Y no era mentira, había abierto las cortinas y toda la luz exterior se filtraba iluminando toda mi habitación.

—Leah, no es lo mismo. Casi ya no sales de aquí, ni siquiera para comer con nosotros. La muerte de Allen no te afecto solo a ti, no puedes quedarte estancada.

Eso me molesto, regrese la vista a mi libro, mordiéndome la lengua para no contestarle algo de lo que seguramente me arrepentiría después. No tenía que recordarme que la muerte de Allen no me había afectado solo a mí, eso ya lo sabía. Charlie me escribía todos los días diciéndome que su mamá estaba mal, que su papá parecía más ausente cada día, y me llamaba llorando porque ya no soportaba el silencio que se hacía sin la ruidosa música de Allen sonando a todo volumen.

—Leah... a Allen no le hubiera gustado verte así.

Entonces, ¿por qué se murió? ¿Por qué no aguanto un poco más? ¿Por qué no pudo ser más cuidadoso?

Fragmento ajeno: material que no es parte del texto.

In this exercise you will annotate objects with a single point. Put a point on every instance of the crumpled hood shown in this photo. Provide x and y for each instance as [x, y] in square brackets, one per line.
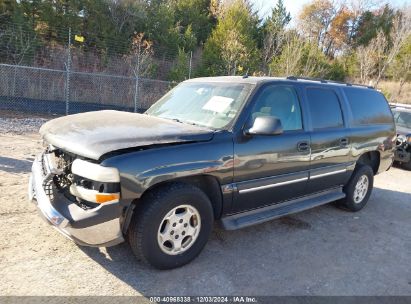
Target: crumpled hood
[94, 134]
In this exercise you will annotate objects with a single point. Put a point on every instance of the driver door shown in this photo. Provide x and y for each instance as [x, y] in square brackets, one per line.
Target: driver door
[269, 169]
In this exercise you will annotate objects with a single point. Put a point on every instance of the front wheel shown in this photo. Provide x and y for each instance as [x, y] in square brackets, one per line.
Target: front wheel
[171, 226]
[358, 189]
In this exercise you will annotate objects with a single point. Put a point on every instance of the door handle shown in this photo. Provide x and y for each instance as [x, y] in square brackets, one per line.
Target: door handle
[303, 146]
[344, 142]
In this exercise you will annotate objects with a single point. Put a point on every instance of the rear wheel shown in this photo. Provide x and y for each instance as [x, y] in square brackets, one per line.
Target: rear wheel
[171, 226]
[358, 189]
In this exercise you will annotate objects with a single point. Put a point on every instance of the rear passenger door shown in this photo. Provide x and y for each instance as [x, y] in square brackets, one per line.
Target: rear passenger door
[330, 139]
[269, 169]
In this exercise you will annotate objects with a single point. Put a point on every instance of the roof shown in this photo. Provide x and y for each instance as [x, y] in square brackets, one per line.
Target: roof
[256, 80]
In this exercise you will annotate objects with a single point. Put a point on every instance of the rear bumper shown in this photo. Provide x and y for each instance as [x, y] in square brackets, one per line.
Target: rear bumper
[97, 227]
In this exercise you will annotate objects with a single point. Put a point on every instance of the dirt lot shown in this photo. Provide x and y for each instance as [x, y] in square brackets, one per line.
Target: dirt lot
[324, 251]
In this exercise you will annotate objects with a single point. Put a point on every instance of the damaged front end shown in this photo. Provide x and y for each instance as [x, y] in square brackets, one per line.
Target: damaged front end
[78, 197]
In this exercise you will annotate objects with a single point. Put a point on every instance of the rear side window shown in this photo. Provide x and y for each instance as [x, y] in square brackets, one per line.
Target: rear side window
[325, 108]
[368, 106]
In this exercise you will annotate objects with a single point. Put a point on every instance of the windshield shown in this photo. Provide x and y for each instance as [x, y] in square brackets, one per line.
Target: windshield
[213, 105]
[403, 119]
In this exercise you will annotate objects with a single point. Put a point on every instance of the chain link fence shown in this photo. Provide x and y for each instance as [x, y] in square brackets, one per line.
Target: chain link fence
[53, 91]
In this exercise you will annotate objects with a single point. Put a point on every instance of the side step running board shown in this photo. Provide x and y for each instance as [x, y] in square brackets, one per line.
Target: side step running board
[261, 215]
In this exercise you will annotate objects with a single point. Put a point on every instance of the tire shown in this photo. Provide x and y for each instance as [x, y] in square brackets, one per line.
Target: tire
[152, 236]
[356, 200]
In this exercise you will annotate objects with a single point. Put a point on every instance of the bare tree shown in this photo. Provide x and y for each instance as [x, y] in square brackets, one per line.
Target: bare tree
[141, 57]
[122, 12]
[233, 52]
[371, 56]
[401, 29]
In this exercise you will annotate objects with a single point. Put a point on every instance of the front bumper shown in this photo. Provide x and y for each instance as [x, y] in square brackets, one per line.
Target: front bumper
[97, 227]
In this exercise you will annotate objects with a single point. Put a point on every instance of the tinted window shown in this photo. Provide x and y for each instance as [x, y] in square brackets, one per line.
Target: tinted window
[325, 108]
[403, 119]
[368, 106]
[281, 102]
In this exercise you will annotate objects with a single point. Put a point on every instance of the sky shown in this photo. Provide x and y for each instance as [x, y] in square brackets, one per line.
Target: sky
[294, 6]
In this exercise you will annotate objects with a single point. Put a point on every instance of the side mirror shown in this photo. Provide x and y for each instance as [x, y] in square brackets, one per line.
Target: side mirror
[265, 125]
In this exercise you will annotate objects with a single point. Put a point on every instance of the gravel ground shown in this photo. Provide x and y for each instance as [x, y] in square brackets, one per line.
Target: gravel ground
[323, 251]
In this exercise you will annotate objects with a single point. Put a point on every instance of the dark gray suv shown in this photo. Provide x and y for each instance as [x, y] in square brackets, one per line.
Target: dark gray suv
[234, 150]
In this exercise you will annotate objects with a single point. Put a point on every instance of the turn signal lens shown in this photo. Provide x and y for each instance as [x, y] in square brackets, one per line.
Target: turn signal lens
[107, 197]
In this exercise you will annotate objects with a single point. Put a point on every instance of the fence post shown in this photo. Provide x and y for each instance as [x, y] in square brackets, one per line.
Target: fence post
[189, 69]
[68, 67]
[136, 74]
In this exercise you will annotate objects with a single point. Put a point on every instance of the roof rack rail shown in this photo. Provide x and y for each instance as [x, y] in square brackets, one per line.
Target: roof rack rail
[327, 81]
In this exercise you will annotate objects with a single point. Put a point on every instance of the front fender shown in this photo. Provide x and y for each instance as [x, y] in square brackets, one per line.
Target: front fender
[140, 170]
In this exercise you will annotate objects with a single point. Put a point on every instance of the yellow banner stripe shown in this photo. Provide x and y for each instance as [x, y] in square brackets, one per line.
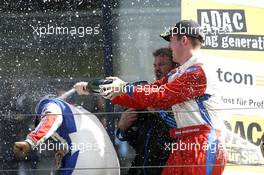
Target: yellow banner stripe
[259, 76]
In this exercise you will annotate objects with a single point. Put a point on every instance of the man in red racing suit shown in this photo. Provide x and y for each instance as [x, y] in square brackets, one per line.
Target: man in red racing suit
[198, 148]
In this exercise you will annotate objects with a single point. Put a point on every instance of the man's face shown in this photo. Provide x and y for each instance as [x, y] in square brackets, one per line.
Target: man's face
[162, 66]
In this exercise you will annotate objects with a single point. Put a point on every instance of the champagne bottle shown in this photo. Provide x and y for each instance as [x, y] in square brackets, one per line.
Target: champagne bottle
[93, 85]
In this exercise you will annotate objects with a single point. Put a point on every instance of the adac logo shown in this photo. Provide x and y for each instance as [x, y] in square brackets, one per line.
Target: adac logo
[227, 76]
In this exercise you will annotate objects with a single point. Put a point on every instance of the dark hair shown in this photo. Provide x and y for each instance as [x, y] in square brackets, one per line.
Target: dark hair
[163, 52]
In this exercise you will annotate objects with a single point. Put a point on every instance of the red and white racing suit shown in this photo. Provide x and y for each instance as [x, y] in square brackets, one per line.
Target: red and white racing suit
[188, 90]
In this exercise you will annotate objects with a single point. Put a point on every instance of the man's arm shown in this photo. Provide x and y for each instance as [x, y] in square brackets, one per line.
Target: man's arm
[188, 86]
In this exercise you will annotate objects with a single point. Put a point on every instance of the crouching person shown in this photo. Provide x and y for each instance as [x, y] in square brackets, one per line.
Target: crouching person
[83, 142]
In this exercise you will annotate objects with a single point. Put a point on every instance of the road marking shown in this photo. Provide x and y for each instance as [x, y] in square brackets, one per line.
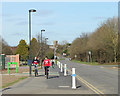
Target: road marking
[88, 84]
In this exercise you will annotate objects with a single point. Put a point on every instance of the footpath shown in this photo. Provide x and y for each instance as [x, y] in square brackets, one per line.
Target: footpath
[56, 84]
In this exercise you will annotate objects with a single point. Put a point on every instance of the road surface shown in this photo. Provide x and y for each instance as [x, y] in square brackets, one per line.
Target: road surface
[102, 79]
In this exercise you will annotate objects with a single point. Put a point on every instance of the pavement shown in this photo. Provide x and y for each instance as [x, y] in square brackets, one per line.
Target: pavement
[56, 84]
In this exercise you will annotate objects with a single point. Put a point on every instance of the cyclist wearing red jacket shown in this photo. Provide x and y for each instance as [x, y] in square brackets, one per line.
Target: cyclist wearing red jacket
[46, 64]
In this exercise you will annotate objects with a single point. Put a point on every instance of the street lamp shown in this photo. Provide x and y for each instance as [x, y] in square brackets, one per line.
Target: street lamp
[41, 46]
[31, 10]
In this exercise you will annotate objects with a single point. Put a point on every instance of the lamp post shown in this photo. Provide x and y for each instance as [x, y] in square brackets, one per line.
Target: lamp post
[45, 45]
[31, 10]
[41, 46]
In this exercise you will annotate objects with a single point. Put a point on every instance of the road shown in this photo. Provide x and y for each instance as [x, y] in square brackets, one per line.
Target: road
[56, 84]
[103, 79]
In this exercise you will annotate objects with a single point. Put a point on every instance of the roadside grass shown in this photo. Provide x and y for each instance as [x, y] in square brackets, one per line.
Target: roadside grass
[93, 63]
[13, 82]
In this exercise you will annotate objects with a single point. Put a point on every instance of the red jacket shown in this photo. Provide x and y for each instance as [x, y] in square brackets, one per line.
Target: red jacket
[47, 62]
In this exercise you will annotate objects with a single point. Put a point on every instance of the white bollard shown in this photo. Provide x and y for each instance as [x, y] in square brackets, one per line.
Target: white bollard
[73, 79]
[65, 70]
[61, 68]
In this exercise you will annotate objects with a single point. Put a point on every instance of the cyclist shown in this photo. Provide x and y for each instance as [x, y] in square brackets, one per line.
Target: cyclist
[46, 65]
[52, 61]
[35, 62]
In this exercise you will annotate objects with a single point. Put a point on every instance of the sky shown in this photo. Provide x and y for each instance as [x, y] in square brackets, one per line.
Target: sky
[61, 20]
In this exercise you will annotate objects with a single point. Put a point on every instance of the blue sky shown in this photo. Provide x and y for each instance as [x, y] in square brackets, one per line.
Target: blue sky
[61, 20]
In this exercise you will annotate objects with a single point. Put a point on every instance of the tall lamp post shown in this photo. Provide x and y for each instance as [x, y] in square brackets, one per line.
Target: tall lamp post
[31, 10]
[41, 46]
[45, 45]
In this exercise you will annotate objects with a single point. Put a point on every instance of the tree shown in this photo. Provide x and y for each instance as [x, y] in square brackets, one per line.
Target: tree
[22, 49]
[5, 48]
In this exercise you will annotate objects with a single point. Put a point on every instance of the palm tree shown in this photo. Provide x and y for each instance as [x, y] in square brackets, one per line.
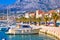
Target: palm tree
[38, 20]
[46, 19]
[55, 17]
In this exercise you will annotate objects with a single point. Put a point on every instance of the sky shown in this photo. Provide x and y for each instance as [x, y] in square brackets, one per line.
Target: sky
[7, 2]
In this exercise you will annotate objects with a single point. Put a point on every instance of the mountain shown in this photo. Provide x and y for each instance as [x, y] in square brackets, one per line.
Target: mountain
[32, 5]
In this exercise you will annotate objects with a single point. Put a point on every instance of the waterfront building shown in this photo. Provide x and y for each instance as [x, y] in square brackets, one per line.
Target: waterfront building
[31, 14]
[39, 13]
[26, 15]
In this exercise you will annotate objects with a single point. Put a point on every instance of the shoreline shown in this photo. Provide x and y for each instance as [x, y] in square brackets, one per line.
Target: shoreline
[51, 32]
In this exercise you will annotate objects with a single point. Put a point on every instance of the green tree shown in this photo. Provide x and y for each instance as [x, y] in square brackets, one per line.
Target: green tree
[55, 17]
[46, 19]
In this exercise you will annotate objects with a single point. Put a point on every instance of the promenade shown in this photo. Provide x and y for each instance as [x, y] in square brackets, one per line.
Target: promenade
[54, 31]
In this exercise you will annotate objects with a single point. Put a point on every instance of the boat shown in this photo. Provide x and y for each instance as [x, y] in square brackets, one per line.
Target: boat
[4, 29]
[24, 29]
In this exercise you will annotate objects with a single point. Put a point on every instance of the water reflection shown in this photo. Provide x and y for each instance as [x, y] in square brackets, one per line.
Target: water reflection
[3, 36]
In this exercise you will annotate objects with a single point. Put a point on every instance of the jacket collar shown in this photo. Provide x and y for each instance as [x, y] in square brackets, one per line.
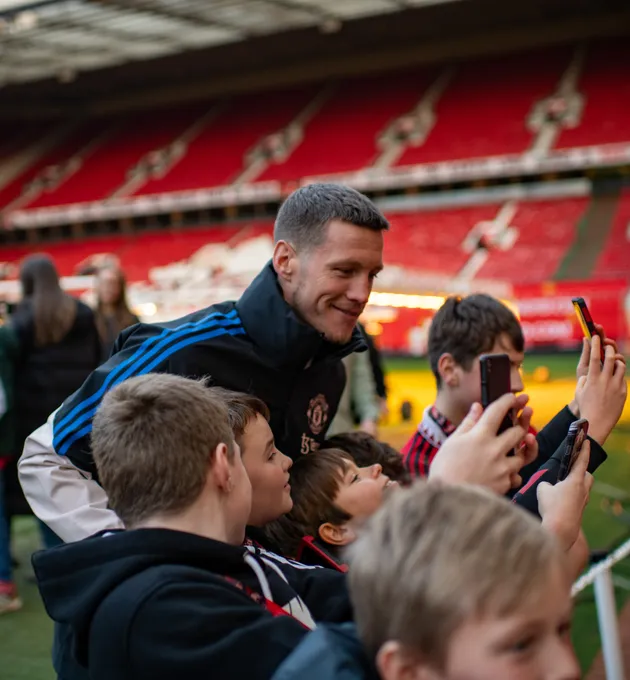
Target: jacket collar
[277, 332]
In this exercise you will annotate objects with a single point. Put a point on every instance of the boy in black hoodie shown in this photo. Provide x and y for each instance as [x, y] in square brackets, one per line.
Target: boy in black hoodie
[177, 593]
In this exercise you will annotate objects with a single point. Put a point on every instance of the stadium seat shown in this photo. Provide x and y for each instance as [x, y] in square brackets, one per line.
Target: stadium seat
[431, 240]
[343, 136]
[605, 84]
[546, 229]
[614, 261]
[483, 111]
[217, 155]
[125, 142]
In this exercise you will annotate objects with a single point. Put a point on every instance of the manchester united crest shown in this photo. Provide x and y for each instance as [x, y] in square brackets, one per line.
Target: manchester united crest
[317, 413]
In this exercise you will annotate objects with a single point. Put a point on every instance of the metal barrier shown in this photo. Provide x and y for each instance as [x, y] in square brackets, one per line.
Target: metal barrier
[600, 576]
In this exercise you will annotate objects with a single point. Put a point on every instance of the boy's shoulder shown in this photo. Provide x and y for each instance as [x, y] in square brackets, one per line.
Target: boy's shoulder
[332, 651]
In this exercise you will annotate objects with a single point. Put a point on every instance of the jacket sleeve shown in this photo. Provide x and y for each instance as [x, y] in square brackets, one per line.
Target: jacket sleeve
[195, 631]
[64, 497]
[549, 440]
[324, 591]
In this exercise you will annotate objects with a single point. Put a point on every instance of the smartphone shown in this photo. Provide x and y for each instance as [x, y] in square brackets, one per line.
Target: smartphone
[573, 445]
[586, 321]
[495, 382]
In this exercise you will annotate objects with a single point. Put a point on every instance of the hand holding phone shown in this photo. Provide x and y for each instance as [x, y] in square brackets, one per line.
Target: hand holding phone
[586, 322]
[578, 431]
[495, 372]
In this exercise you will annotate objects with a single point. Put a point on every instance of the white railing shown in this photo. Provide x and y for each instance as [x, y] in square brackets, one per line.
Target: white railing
[600, 576]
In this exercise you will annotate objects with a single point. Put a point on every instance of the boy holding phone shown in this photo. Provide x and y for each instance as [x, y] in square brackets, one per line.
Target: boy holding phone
[465, 328]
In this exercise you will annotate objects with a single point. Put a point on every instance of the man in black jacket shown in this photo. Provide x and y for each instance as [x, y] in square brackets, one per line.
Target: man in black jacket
[283, 341]
[177, 594]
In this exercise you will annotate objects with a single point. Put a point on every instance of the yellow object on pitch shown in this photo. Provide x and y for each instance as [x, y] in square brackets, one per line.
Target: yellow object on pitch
[541, 374]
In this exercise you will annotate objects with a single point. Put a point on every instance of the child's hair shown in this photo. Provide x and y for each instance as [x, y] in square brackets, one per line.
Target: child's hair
[434, 556]
[242, 409]
[366, 450]
[315, 482]
[153, 437]
[467, 327]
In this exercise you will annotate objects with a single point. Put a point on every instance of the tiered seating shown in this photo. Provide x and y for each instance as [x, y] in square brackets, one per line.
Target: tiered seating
[81, 136]
[431, 240]
[483, 111]
[216, 156]
[105, 169]
[139, 254]
[546, 230]
[614, 261]
[342, 136]
[605, 83]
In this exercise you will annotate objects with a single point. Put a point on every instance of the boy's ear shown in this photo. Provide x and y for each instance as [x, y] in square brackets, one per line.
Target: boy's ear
[394, 662]
[220, 468]
[284, 260]
[336, 534]
[448, 370]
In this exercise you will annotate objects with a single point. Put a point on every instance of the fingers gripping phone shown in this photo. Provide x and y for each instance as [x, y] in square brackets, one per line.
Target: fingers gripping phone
[495, 382]
[586, 322]
[573, 445]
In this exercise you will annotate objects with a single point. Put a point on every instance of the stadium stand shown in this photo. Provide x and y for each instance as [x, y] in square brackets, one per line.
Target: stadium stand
[605, 83]
[364, 106]
[70, 146]
[484, 109]
[545, 232]
[217, 156]
[123, 143]
[223, 135]
[614, 261]
[432, 240]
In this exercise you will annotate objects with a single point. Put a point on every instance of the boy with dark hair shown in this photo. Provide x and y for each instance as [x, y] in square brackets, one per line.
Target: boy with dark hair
[332, 497]
[177, 593]
[367, 450]
[449, 582]
[465, 328]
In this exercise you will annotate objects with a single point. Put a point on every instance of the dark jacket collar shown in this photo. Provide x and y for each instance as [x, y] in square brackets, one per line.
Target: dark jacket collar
[277, 332]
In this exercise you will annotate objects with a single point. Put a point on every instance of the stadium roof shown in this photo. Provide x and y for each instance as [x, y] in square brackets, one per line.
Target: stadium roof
[60, 38]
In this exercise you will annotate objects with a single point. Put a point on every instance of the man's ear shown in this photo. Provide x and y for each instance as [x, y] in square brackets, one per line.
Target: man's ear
[220, 468]
[336, 534]
[284, 260]
[448, 369]
[395, 662]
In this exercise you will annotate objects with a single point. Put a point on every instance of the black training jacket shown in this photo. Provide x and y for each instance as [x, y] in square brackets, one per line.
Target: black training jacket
[256, 345]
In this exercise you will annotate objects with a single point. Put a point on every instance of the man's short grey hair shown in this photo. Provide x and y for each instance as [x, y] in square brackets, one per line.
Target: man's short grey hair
[305, 215]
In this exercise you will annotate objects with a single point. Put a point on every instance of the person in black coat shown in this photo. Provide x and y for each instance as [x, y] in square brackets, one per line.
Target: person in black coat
[58, 347]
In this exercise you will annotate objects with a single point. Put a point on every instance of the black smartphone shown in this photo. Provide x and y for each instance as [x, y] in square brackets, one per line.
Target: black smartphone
[495, 382]
[586, 322]
[572, 446]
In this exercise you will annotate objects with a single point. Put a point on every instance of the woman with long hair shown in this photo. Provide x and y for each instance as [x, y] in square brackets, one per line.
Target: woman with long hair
[112, 310]
[58, 348]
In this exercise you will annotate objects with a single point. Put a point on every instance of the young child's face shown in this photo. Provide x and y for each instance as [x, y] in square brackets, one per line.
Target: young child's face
[532, 643]
[268, 471]
[240, 500]
[468, 388]
[361, 490]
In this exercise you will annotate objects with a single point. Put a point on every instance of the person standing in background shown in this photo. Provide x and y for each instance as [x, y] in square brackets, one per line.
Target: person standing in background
[378, 369]
[112, 310]
[58, 347]
[9, 599]
[359, 398]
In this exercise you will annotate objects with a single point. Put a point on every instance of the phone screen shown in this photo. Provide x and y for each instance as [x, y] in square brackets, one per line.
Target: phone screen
[586, 322]
[495, 372]
[575, 439]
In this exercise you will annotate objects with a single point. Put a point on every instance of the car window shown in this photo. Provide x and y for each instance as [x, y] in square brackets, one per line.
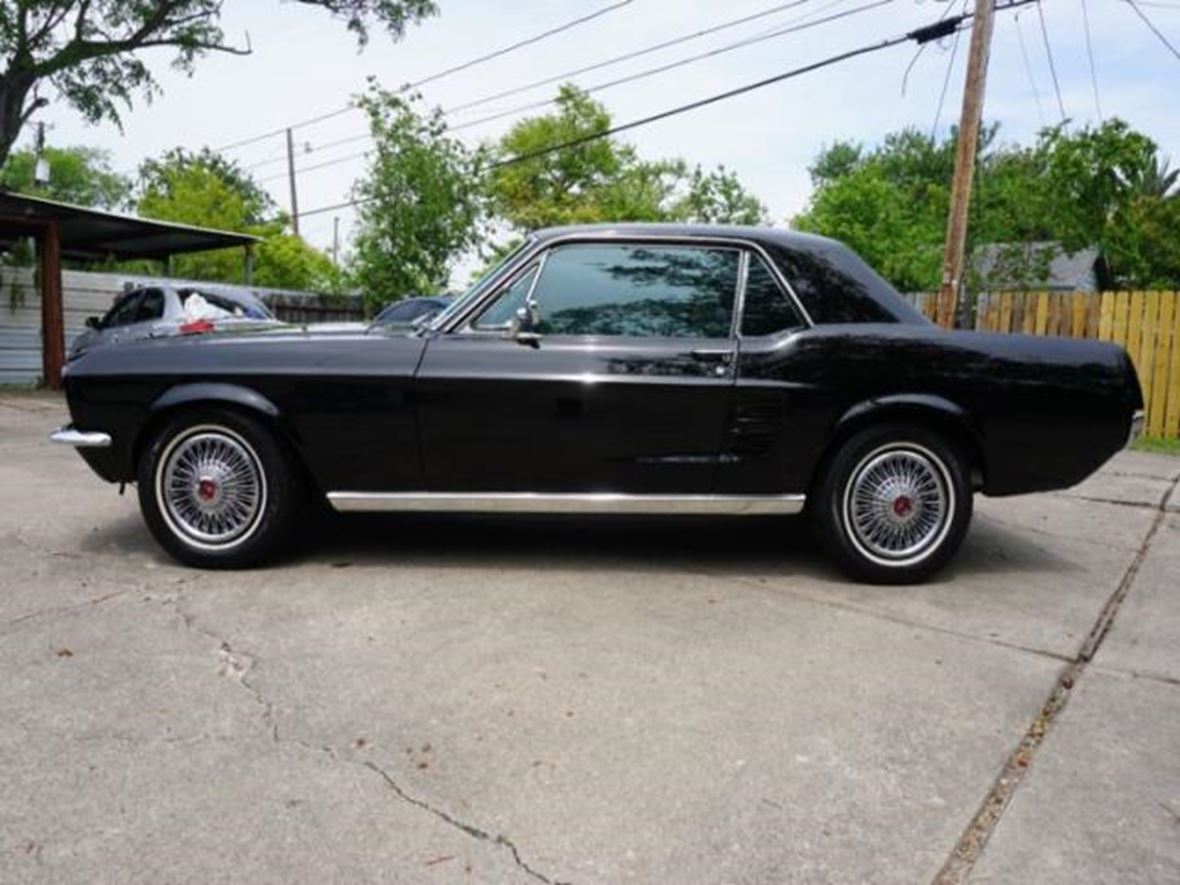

Respire profundo, intentando retener las lágrimas que se habían acumulado en mis mejillas y de alejar tanto el nudo de mi garganta como esos absurdos pensamientos de mi mente.

—Cada uno vive el luto de distintas formas, mamá...

No, a Allen no le gustaría verme así. Él seguramente me habría sacado de mi habitación arrastrándome por un pie sin importarle en absoluto como estuviera vestida. Si me concentraba, podía escuchar claramente nuestros gritos de protesta contra el otro y nuestras risas atascadas a mitad de la escalera. Aun así, recurrir a esa clase de chantaje era caer demasiado bajo para que yo me conmoviera y le diera el gusto.

Desvié la mirada hacia la ventana momentáneamente, observando el mundo del que me había aislado por voluntad propia, no había mucho que resaltara, más que Will (mi vecino) jugando con su perro en el patio de su casa.